What is the thinking behind static generation? That is, the idea of when and how it’s beneficial to do computation ahead-of-time rather than on pageload, like a CMS would do.
Static generation allows you to change the way that costs occur. This change doesn’t always equal less cost, but it’s about paying different costs at different times.
Storage is cheap, whether it’s disk storage or services like S3, and it tends to be cheap both for time and for space. Thus it doesn’t hurt too much to store content that’s unlikely to be viewed.
Computation is expensive: despite the miracles of technology, processing power and RAM still have bounds with power consumption, heating, and so on. Services like EC2 allow you to slice this cost much thinner, reserving instances for shorter periods of time - but keeping a big box on all the time will still mean a big bill.
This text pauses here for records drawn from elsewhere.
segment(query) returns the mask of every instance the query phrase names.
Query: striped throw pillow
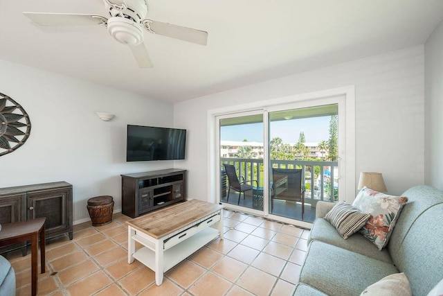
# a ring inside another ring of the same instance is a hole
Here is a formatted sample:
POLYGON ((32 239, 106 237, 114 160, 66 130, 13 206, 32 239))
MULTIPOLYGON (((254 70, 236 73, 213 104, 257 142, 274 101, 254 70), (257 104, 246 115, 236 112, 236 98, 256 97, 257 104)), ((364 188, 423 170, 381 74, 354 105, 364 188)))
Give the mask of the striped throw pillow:
POLYGON ((360 230, 370 216, 370 214, 363 213, 347 202, 340 202, 334 206, 325 218, 346 239, 360 230))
The complexity of a problem decides whether it’ll be solvable with static generation. For instance, look at game complexity. At first glance, tic-tac-toe and chess appear to be the same sort of problem, but tic-tac-toe has only 255,168 possible positions - in contrast to chess’s 10^47.
Consider then, a blog with 10 posts. A basic site would include ten individual pages for posts, and one front page: 11 things to generate. If the posts have tags - let’s say eight different tags, then we’ll need to generate 10 post pages, a home page, and 8 tag listings.
How about combining up to two tags, like metafilter allows?
That’ll be 8 tag pages, plus 10 post pages, a home page, and 56 unique combinations of ordered tags. It gets worse: with 20 tags, it would be 380 tag combinations.
In many cases, you can use estimation or a heuristic to greatly change the type of complexity possible. Instead of generating infinitely many floating point value solutions to a problem, you can generate only integer solutions and round: this is the approach that grids, like UTFGrid, take.
You can think of this as filling a cache ahead of time, and you’re limiting the type and number of variables that can have values. For instance, a map request with the WMS standard, designed for big, dynamic servers, looks like
http://nowcoast.noaa.gov/wms/com.esri.wms.Esrimap/obs? service=wms&version=1.1.1&request=GetMap&width=512& height=512&srs=EPSG:3857& bbox=-12523442.7125,3757032.8137499997,-11271098.44125,5009377.085& layers=RAS_RIDGE_NEXRAD&format=image/png&transparent=true
While there are many things to complain about here, the clearest is the
bbox argument, which can contain any four floating-point numbers: so practically infinite different values.
An OpenStreetMap tile, on the other hand, has a URL that looks like
There are three variable parts here, and 68,719,476,736 potential values, for zoom levels up to 18. That’s a big number, but far short of infinity.
Finally, it’s important to remember that making one part of the chain static doesn’t instantiate everything. If you’re using a CDN, a fresh site isn’t in the cache yet. If data is on a hard disk, your disk caches won’t be hot yet. And everyone hitting a site for the first time has an empty browser cache.
This isn’t stated just for completeness: it actually affected MapBox very significantly. EBS volumes cloned from snapshots, for instance, are backed by S3 - lazily. The first reads on them are extremely slow, to the point of being network-latency slow.
Hopefully this has made static generation a little bit clearer. Once you’ve got the concept, it starts turning up in unusual places, like materialization in databases, and templates in programming. It’s also useful to think about making services static-able in the same way you think about making them testable: as a design element.